Service checks are carried out differently depending on the service and the host.

Ping

Home Nodes

The ping service is considered to be in a warning state if RTA > 500ms or packet loss > 20%. A critical state is entered if RTA > 1500ms or packet loss > 60%.

Other Hosts

The ping service is considered to be in a warning state if RTA > 100ms or packet loss > 20%. A critical state is entered if RTA > 500ms or packet loss > 60%.

SSH

The SSH service checks whether the SSH service is accepting connections.

DNS

The DNS service checks that the SOWN DNS server contains a correct record for the hostname of the host.

NRPE

NRPE is a standalone daemon that allows other checks, such as Disk, Load, Users, Procs and Zombie to be carried out. Each server has it own configuration file that it needs to be parsed when the daemon is run to make sure the right things are checked.

Backup

The Backup service checks that a backup of the server's backed up files have been made in the past 26 hours (to allow time for the daily backup to take place). The status of the backup is communicated passively using ncsa.

OfflineBackup

The OfflineBackup service checks that a manual backup has been taken. The status of the offline backup is communicated passively using ncsa.

MySQLBackup

The MySQLBackup service checks that the server's MySQL database has been backed up. The status of the MySQL backup is communicated passively using ncsa.

Disk

The Disk service checks the free space on the server's hard disk partitions.

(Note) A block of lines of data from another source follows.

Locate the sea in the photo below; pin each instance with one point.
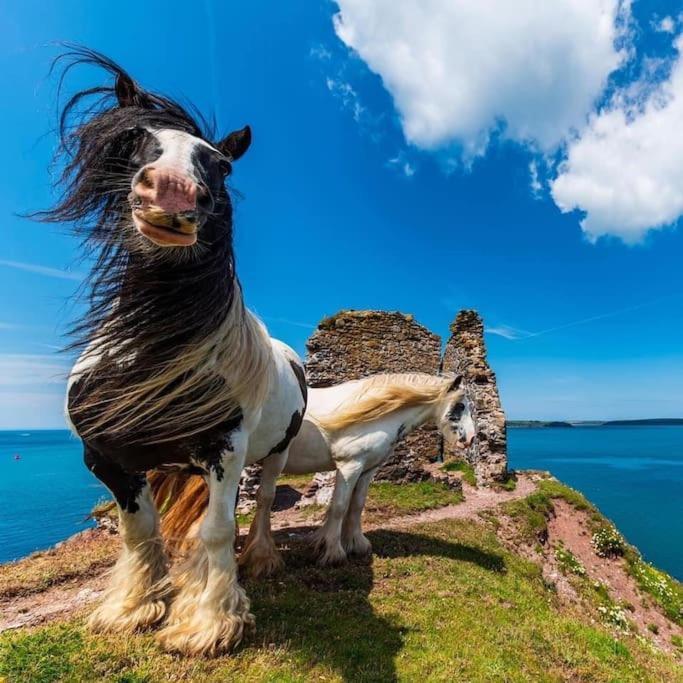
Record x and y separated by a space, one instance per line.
633 474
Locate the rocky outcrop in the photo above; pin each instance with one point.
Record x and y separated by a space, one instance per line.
466 354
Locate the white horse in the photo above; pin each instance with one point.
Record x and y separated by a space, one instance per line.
352 428
175 371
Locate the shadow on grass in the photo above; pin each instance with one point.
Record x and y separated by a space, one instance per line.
324 615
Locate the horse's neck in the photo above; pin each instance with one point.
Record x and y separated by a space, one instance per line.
413 417
175 302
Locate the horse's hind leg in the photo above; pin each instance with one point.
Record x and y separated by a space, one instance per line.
327 539
353 538
260 556
211 611
138 588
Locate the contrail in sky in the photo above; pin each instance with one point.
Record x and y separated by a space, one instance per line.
514 334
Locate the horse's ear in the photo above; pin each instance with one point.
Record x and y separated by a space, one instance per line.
236 144
127 92
456 384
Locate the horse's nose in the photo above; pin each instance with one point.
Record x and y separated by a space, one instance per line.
167 189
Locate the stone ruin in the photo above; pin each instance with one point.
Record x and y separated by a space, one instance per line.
465 354
355 344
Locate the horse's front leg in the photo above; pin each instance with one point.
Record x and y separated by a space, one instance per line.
139 587
211 611
327 539
260 556
354 540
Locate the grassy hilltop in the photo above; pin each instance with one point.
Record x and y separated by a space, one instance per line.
525 585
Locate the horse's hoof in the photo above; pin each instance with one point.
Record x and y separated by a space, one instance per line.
332 557
114 618
260 560
206 633
358 546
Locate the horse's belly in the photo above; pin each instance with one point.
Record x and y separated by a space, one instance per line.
309 452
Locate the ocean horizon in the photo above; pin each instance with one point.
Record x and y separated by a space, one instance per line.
634 474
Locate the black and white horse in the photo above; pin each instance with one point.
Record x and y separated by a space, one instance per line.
174 370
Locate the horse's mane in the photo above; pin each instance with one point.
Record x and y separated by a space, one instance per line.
382 395
199 355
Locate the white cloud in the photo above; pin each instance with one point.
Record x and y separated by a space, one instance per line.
42 270
31 410
19 369
625 170
402 164
457 70
665 25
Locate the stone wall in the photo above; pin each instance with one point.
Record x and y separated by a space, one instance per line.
355 344
466 354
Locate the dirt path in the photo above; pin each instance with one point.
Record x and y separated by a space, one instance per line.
64 600
476 500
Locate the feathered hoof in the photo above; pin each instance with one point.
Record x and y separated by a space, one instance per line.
117 617
260 559
332 556
358 546
206 633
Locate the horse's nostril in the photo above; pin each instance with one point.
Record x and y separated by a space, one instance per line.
146 178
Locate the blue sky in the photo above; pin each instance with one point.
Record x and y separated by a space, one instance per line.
522 167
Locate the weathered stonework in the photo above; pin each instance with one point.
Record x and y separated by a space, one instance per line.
356 344
466 354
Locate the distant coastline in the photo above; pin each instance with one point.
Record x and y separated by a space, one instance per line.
550 424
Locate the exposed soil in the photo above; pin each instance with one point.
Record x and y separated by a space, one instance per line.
36 604
570 527
39 602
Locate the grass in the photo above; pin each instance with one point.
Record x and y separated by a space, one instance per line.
532 514
468 474
664 589
85 554
443 602
392 499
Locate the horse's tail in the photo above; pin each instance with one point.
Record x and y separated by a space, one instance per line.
181 500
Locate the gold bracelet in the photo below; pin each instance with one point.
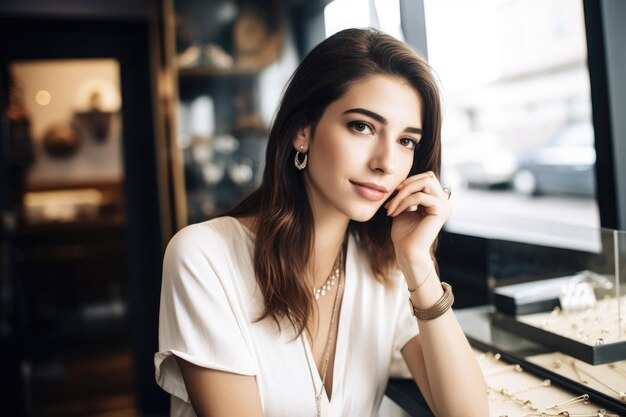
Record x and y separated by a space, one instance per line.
432 266
440 307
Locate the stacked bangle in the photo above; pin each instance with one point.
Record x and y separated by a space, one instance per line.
440 307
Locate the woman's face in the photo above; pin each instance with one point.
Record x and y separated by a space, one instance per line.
362 147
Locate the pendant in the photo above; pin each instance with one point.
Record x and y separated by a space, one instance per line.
318 405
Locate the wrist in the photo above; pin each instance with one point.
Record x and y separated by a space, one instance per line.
416 264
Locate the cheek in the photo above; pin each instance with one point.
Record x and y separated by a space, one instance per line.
332 150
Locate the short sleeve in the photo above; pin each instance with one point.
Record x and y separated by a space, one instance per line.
406 324
201 318
405 330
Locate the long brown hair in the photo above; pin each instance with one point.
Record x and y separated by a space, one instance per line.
284 221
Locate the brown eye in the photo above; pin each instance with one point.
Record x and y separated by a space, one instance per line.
361 127
409 143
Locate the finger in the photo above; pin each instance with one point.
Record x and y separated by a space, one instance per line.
416 177
415 200
427 184
437 189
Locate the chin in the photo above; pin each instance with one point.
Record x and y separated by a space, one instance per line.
363 214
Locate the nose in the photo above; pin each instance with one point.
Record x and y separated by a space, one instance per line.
382 160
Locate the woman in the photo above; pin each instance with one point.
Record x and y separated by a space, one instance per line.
294 303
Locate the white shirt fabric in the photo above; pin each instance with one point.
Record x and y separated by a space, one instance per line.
209 305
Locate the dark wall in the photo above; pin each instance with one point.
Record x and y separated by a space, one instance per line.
126 40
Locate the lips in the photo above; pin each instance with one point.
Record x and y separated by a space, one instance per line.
370 191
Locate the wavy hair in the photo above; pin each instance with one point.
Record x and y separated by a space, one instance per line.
284 221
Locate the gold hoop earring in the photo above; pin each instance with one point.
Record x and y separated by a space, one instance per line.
296 160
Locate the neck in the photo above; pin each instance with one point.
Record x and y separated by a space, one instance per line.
330 231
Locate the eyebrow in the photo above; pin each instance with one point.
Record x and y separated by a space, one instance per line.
381 119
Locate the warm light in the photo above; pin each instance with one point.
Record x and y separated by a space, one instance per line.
43 98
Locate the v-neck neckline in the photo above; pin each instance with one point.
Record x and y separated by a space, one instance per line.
340 348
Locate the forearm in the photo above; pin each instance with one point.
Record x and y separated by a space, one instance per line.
454 380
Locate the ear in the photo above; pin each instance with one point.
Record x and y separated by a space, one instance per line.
302 139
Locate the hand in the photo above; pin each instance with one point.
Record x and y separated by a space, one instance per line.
413 232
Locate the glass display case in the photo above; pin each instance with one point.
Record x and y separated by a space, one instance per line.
231 60
559 314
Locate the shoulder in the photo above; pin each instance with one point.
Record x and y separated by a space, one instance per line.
217 237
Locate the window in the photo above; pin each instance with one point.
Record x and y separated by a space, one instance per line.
518 143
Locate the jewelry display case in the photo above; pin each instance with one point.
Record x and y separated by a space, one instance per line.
230 60
560 313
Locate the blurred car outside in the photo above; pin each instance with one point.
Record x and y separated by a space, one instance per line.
563 166
480 159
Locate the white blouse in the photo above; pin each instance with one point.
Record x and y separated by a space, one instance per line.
209 305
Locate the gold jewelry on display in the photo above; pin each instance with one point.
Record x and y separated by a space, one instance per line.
332 278
432 266
580 399
516 367
440 307
318 395
296 160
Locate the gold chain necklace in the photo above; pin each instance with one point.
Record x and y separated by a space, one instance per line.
334 274
318 395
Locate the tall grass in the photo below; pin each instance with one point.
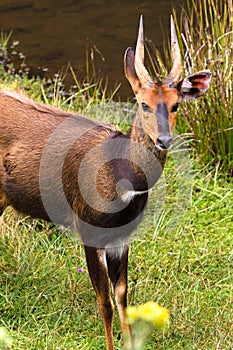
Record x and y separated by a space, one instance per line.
205 32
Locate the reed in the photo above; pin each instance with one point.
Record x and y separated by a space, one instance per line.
205 31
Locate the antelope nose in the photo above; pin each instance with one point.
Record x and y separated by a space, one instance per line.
164 141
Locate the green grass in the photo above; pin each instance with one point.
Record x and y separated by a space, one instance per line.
185 265
181 255
205 33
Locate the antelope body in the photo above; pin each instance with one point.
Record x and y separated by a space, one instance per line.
78 172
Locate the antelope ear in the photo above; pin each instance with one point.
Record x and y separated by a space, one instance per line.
194 85
130 71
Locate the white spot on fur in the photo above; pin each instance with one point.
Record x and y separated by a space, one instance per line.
128 196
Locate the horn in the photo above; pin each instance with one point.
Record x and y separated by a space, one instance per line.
140 69
175 73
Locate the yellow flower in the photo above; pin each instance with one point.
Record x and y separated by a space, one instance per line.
132 314
150 312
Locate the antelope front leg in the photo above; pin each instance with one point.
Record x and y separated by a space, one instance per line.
97 267
118 271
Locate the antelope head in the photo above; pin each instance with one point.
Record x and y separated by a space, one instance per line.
159 100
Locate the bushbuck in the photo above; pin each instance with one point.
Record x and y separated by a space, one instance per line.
87 175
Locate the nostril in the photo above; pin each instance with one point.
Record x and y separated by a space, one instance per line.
164 141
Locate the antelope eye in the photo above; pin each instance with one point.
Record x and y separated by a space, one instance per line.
175 107
145 107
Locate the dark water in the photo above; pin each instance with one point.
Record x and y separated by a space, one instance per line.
55 33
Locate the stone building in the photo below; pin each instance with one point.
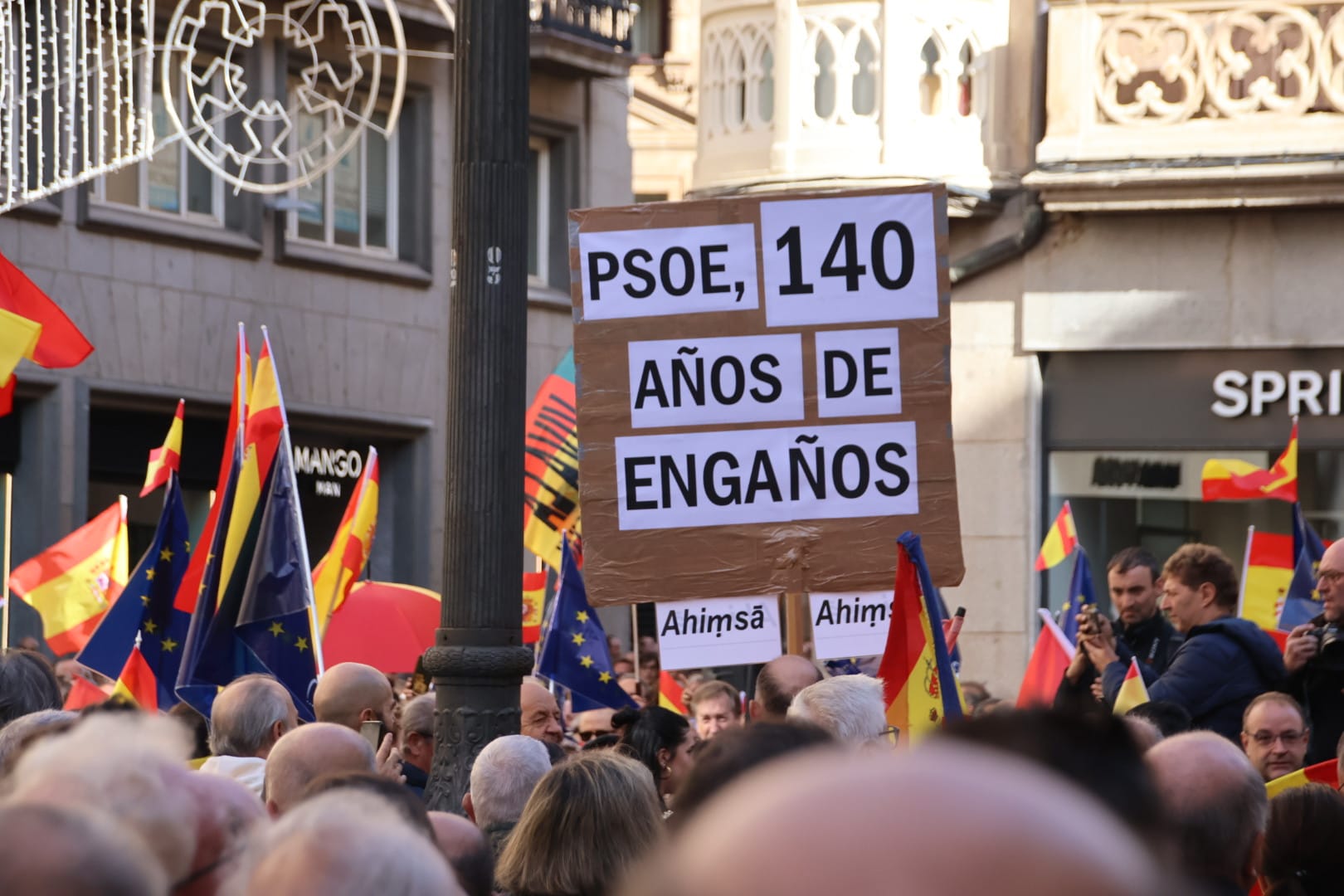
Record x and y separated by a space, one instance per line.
160 261
1142 217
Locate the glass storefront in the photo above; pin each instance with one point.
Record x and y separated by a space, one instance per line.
1127 436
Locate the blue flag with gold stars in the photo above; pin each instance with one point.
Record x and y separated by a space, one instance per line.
1079 594
574 652
147 606
273 627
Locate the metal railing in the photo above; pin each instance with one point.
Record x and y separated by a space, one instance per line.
605 22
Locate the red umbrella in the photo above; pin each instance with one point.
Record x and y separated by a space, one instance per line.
383 624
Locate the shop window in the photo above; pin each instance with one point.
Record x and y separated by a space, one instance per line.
538 207
173 180
355 203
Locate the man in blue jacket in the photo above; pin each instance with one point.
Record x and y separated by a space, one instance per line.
1224 664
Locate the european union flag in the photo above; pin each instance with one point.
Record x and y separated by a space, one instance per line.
1303 603
574 652
147 606
275 618
192 687
1079 596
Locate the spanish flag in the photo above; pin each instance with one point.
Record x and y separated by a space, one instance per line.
136 683
1322 772
339 570
533 599
1230 480
1269 572
167 458
17 340
1133 692
61 343
921 688
73 582
552 465
1059 542
671 694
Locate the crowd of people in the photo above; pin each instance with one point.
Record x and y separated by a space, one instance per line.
799 787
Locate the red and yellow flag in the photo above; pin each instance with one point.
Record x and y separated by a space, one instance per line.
166 460
671 694
1046 668
1059 542
138 683
61 343
1322 772
1133 692
1230 480
84 694
552 465
919 685
192 582
73 582
339 570
533 601
1269 572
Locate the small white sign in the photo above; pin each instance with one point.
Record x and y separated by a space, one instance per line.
724 379
850 260
730 631
670 270
850 625
859 373
767 476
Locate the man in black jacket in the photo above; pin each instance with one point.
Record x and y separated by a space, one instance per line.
1316 679
1132 577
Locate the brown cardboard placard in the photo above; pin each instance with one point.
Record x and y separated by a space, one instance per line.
845 253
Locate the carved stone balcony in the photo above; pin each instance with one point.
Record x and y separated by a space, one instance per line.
582 37
847 93
1192 104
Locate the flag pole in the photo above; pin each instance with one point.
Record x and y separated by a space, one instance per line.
1246 566
8 518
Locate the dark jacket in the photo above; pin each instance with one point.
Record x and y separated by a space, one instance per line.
416 779
1322 694
1153 641
1216 672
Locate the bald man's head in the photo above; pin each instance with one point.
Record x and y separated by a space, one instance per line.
778 683
351 694
466 850
1032 833
1215 804
307 754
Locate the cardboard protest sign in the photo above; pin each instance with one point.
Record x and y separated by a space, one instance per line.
763 394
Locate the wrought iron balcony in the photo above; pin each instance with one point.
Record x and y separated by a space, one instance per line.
1194 104
605 22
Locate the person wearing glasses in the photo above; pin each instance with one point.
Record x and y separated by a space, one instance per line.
1315 660
1274 735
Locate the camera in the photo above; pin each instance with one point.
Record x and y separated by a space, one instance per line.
1329 642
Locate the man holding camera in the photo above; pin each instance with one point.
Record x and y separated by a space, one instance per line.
1132 579
1224 664
1315 660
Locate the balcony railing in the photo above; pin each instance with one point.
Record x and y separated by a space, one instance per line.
605 22
845 90
1196 88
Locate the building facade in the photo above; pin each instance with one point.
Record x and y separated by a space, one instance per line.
158 262
1142 203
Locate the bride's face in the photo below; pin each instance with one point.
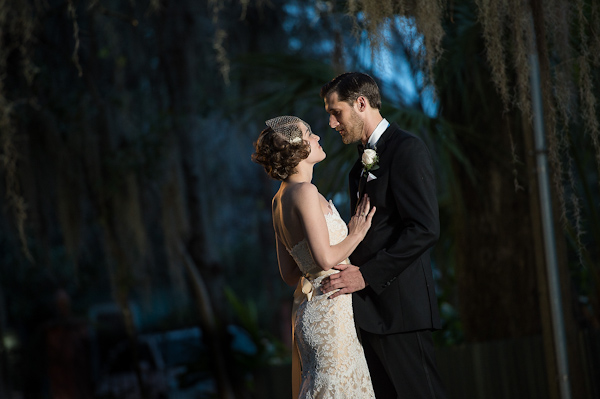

The service is considered to be in a warning state if the free percentage is < 20%, and a critical state is entered if the free percentage < 10%. This check is performed using nrpe.

Load

The Load service checks the load of the server's CPU. The service is considered to be in a warning state if the load averages exceed 15,10,5, and a critical state is entered if the load averages exceed 30,25,20. This check is performed using nrpe.

Users

The Users service checks the number of users logged in to the server. The service is considered to be in a warning state if the number of users > 5, and a critical state is entered if the number of users > 10. This check is performed using nrpe.

Procs

The Procs service checks the number of processes running on the server. The service is considered to be in a warning state if the number of processes > 150, and a critical state is entered if the number of processes > 200. This check is performed using nrpe.

Zombie

The Zombie service checks the number of zombie processes running on the server. The service is considered to be in a warning state if the number of zombie processes > 5, and a critical state is entered if the number of zombie processes > 10. This check is performed using nrpe.

Temp

Using our own check_temp plugin this checks the temperature of any local hard disks using the hddtemp package.

Notification

Nagios is configured to send a number of different types of notification. Email notifications are discussed further below. In addition, all notifications are made to the #sown IRC channel via the sown-bot.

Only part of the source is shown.